During that time, his party made changes to the criminal legislation with the sole purpose that he avoids , and with that drew criticism from the European Union for undermining the rule of law. Last summer he received support from Donald Trump’s personal lawyer, Rudolf Giuliani, who wrote to President Klaus Iohannis, criticizing the anti-corruption moves in the country. And yet, last month, 12 embassies in Bucharest issued a joint statement criticizing the changes in the judiciary and demanding that the government give up on them. The United States were one of the signatories of the statement.

Earlier in Romania, the biggest demonstrations after 1989 took place, in which citizens demanded no forgiveness for corruption. But Liviu Dragnea, safe with the coalition majority in parliament, ignored this. He forced a recent justice minister to prepare an investigation against Laura Kovesi that she allegedly abused her office and the government decided to remove her from her post. Then, when Kovesi became the most serious candidate for the head of the new European Prosecutor’s Office, the Minister lobbied his European counterparts to undermine her candidacy. When this failed, the prosecution launched an investigation against Kovesi for illegal operation. When her interviews in Brussels reached the final stage of the election (along with her there is another candidate), the authorities have decided that because of the investigation she must not leave the country so she can not leave for the last hearings. The Supreme Court abolished this ban some time ago.

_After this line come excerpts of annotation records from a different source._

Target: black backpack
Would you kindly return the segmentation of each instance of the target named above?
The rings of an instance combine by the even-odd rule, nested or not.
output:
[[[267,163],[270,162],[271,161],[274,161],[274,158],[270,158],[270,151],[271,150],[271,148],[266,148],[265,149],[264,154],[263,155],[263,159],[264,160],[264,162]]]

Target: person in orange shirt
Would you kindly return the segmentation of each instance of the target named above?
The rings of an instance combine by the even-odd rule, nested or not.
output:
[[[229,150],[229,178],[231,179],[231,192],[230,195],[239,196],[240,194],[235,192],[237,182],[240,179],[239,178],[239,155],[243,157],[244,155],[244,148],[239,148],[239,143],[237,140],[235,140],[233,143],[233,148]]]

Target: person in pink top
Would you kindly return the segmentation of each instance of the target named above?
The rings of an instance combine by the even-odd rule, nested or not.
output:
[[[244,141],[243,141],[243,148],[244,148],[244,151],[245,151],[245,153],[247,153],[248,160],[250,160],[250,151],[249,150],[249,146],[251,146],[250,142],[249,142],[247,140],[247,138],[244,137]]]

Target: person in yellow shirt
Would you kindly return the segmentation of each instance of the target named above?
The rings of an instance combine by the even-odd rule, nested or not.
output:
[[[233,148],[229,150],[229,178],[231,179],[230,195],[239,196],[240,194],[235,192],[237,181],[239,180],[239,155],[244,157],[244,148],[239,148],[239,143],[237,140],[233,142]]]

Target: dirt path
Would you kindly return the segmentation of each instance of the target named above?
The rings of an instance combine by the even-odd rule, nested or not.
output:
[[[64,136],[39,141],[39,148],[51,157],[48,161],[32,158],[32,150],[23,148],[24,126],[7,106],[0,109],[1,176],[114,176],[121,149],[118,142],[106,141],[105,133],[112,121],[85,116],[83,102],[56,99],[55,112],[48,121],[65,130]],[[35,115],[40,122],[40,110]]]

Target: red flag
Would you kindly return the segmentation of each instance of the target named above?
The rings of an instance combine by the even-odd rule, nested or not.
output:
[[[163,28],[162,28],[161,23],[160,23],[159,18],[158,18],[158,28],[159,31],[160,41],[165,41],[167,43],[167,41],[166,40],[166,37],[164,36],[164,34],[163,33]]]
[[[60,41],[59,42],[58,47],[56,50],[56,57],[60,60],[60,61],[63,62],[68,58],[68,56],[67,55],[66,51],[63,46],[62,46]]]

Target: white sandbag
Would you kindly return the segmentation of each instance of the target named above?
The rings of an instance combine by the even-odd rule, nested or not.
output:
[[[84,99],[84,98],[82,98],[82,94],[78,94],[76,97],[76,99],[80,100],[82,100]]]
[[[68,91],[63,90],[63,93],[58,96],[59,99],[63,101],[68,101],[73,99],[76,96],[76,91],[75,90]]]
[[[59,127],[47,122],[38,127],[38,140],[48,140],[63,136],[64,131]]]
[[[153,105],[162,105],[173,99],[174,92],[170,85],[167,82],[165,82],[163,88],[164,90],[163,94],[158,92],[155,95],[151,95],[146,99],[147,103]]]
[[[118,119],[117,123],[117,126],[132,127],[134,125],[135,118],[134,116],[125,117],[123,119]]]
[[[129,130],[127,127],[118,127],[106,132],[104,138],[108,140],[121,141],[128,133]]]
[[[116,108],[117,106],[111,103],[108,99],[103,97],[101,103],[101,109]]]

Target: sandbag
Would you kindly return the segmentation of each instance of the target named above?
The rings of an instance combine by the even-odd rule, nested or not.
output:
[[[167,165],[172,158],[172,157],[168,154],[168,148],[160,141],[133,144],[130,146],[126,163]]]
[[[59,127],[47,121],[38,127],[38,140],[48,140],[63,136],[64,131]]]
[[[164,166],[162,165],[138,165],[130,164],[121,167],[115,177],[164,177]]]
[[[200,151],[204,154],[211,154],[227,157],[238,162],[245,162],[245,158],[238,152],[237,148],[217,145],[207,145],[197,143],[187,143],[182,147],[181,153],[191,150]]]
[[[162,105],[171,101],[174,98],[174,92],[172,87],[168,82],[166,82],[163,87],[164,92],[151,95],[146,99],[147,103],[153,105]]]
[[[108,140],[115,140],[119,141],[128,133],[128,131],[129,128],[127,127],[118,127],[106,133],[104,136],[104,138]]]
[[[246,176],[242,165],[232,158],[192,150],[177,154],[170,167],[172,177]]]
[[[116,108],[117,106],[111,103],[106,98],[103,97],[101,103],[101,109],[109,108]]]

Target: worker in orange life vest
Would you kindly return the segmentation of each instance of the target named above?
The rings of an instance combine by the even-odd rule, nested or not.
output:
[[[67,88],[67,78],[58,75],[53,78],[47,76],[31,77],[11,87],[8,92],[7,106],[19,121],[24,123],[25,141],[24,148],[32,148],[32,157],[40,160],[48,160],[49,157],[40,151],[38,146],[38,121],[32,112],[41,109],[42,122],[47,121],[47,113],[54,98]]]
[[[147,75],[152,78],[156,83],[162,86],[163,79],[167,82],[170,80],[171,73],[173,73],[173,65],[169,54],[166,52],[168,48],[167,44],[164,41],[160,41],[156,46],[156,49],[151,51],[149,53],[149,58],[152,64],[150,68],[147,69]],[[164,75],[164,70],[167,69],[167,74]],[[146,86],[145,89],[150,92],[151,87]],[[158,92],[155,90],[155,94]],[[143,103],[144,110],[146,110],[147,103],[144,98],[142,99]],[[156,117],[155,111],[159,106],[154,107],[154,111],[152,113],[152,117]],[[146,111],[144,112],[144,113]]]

The policeman’s kid from Teleorman policeman, who transformed himself from obscurity into Romania’s master, ended his political circle in prison. For now. The party is in chaos, the foreign minister apologizes for the blockade during the vote in diplomatic posts, the PSD is looking for a successor for Dragnea as Speaker of the House of Commons. The question is whether the government will survive despite the majority. This is how one of the well-known fighters against corruption in Romania explained the situation: “Dragnea is a result of petty corruption, his imprisonment is a small victory, but this is not the end of the fight against corruption.” Indeed, this is not the end of the fight against corruption in Romania that has eaten all of its social fabric. But, although it is small, it is a significant victory. It is proof that one should believe that even the most powerful man can overnight end up in prison. Naturally, when the conditions are met.